Sources told Ta Nea that the secret discussions between leadership at the British Museum and members of Mitsotakis’ administration have taken place since November 2021. If an agreement is reached, the sculptures will return to Greece in early 2023, and will be exhibited in the new Acropolis Museum in Athens.
The sculptures, comprising fifteen metopes, seventeen pedimental figures, and a section of a frieze depicting a festival procession, were taken from Athens in 1801 by the Scottish diplomat Lord Elgin during the Ottoman occupation of Greece. Elgin sold them to the British government in 1816 and, for nearly two centuries, the sculptures have been housed in the British Museum as the centerpiece of its Greek galleries.
During the restitution debate, the U.K. government has maintained that decisions regarding the British Museum’s collection are outside of its legal purview. For its part, the museum has claimed that Ottoman leaders granted Elgin permission for the excavation, while Greece has rejected the notion that occupying powers have authority over cultural heritage.
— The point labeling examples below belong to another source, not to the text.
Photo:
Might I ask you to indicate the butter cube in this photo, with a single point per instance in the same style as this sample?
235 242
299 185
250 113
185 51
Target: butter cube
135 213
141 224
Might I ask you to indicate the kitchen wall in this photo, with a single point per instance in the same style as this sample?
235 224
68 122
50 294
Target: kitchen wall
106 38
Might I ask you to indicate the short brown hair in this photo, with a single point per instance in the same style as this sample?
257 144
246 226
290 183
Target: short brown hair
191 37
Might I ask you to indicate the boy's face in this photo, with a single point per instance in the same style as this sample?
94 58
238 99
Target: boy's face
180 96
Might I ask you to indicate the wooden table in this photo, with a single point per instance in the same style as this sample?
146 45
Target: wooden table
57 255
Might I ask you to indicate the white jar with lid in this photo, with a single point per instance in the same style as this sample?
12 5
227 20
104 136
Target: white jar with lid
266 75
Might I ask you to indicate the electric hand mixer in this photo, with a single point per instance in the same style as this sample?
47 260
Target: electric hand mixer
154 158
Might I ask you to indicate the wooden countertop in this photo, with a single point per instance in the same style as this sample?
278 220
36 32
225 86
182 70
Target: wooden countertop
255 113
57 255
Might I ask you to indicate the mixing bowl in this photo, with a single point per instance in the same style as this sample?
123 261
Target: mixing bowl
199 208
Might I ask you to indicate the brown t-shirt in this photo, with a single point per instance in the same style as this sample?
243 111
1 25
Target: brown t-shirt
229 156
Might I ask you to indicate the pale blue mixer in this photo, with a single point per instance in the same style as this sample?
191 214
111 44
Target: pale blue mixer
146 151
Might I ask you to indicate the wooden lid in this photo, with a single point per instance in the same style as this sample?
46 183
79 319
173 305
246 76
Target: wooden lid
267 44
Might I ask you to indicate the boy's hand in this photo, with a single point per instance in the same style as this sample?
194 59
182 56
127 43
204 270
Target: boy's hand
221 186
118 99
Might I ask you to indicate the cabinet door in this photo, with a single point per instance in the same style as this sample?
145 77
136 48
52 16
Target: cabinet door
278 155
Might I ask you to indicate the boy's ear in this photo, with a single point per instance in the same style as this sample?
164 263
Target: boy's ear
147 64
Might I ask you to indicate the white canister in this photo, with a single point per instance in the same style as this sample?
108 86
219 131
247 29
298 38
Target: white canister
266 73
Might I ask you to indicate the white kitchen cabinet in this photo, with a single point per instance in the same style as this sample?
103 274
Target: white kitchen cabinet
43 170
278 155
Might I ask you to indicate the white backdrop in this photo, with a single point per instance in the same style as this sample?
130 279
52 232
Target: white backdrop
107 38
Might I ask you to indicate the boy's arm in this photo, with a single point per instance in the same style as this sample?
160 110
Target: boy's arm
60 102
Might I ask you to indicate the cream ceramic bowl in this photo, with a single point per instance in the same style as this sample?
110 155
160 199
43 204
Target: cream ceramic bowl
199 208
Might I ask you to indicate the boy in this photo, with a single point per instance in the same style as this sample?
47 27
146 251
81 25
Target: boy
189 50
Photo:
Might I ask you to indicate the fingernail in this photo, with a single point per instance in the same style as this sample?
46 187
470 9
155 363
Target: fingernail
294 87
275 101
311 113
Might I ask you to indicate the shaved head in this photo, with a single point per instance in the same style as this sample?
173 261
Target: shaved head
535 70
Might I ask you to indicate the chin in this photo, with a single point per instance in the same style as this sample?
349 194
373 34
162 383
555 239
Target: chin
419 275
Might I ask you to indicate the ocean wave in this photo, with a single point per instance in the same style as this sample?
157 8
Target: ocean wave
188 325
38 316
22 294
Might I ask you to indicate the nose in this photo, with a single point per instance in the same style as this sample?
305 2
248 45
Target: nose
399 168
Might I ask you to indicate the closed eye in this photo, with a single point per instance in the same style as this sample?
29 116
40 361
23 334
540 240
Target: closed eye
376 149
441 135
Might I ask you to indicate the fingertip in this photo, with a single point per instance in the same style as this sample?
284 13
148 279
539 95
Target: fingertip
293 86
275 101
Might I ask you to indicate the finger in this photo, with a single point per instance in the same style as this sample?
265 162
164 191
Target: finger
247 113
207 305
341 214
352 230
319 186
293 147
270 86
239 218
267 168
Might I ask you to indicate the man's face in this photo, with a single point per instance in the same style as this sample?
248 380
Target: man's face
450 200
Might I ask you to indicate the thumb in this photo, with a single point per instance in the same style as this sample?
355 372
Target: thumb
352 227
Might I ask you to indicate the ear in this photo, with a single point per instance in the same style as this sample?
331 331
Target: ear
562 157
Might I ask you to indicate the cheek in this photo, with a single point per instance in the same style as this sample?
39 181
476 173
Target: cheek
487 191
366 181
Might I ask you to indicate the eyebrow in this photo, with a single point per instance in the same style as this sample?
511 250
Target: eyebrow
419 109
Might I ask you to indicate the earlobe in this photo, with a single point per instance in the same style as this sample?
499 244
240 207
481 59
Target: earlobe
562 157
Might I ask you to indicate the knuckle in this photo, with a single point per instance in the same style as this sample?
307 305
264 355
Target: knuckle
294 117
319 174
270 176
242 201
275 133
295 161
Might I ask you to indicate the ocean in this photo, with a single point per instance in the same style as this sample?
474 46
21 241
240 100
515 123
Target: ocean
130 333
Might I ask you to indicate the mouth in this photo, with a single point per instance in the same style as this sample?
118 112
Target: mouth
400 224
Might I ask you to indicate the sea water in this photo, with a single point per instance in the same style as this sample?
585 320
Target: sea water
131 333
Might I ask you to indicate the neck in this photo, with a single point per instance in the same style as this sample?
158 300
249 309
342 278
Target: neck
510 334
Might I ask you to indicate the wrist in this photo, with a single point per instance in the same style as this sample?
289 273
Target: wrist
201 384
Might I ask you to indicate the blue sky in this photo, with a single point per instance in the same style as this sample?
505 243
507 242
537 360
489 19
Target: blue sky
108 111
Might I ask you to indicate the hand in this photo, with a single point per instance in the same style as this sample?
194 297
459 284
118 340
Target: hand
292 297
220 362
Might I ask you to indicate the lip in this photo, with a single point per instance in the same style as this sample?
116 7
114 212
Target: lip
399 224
The Greek government made its first formal request for the return of the Parthenon Marbles in 1983, which was rebuffed. The British Museum has recently faced pressure to acknowledge Greece’s claim to the marbles, as the conversation around the ownership of artworks looted during periods of colonization has shifted at museum around the world. Supporters of their return to Greece argue that the British Museum does not have the capability to ensure the sculptures’ preservation, following reports that aging infrastructure in the Greek galleries has caused water leaks and poor ventilation. In 2009, Greece unveiled a five-story glass-enclosed museum at the foot of the Acropolis custom-built for the display of ancient statuary.
A deal for the permanent return of the sculptures to Greece would be a sharp pivot in the British Museum’s stance. At the institution’s annual trustees’ dinner in November, Osborne said that while “long-term partnerships could be struck,” the restitution of the Parthenon Marbles or other artifacts taken during Britain’s imperial period to their countries of origin was not an option.
“We hear the voices calling for restitution,” he said, “but creating this global British Museum was the dedicated work of many generations. Dismantling it must not become the careless act of a single generation.”
In a statement released on Saturday, the British Museum said it was willing to “talk to anyone, including the Greek government” about a new Parthenon “partnership.”
The statement continued: “As the Chair of Trustees said last month, we operate within the law and we’re not going to dismantle our great collection as it tells a unique story of our common humanity. But we are seeking new positive, long term partnerships with countries and communities around the world, and that of course includes Greece.”